Pharmaceutical companies that produce mainly chemical drugs are also joining competition to develop anti-cancer drugs using immunologically competent cells. JW CreaGene, a subsidiary of JW Shinyak, has started a phase 1/2 clinical trial for CreaVax-BC, a glioblastoma treatment that attack cancer stem cells by injecting glioblastoma-specific cancer antigen into dendritic cells. Boryung Pharmaceutical is developing blood cancer and lung cancer drugs using cytotoxic T cells through ViGenCell whose 52 percent stake was acquired by the company.
Stem cell companies, which seemed to have suffered from a long slump after the Hwang Woo-suk incident in 2005, have resumed aggressive research and development activities. Stem cell therapy, also known as regenerative medicine, is emerging as a new hope that can treat various intractable diseases such as dementia, acute stroke, atopy and hepatocirrhosis. Biotech firm Pharmicell received a go-ahead from the U.S Food and Drug Administration (FDA) to start a phase I clinical study with its Cellgram-LC stem cell drug that is designed to reduce fibrosis, a hardening of liver tissues damaged by alcohol, and restore functions of liver this month and will embark on the clinical study soon. The company already completed the phase II clinical trial of Cellgram-LC stem cell treatment in South Korea and filed for conditional approval of the new drug in the country. Nature Cell is also conducting a clinical study of its AstroStem that treats Alzheimer's dementia by injecting autologous adipose tissue derived stem cells in the U.S.
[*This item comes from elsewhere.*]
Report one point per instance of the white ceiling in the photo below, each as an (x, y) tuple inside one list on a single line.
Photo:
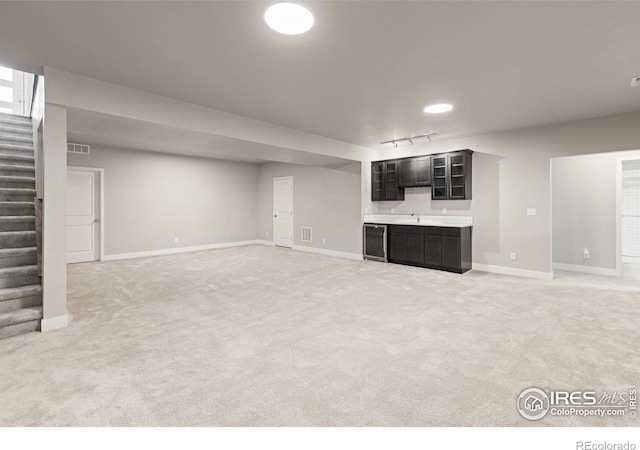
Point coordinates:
[(86, 127), (365, 71)]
Industry officials say that the companies are making such move because the possibilities for success of stem cell treatments are greater than ever. With technologies related to cell culture and production as well as gene correction advancing a fast-growing rate, various technical problems that hamper drug development are solved. In addition, Novartis’ CAR-T therapy Kymriah received approval from the U.S. FDA for the first time in the world.
The government’s move to relax regulations also held domestic companies to make an investment in cell therapy development. An official from the industry said, “The U.S., which has had a strict standard on cell drugs, recently proposed its guidelines and the related global market is finding its place at a rapid pace. Since there is considerable support to ease regulations on stem cell and gene therapy under the new government, we have so much expectation.” However, there is also concerns that the industry can be mired in a deeper recession when the move to relieve regulations results in a failure.
Meanwhile, global research firm Frost & Sullivan said that the size of the global cell treatment market, including somatic cell, stem cell and immunocyte drugs, was estimated at US$4 billion (4.37 trillion won) as of 2015 and it will grow to US$10 billion (10.93 trillion won) in 2020 with an average annual growth of 20 percent.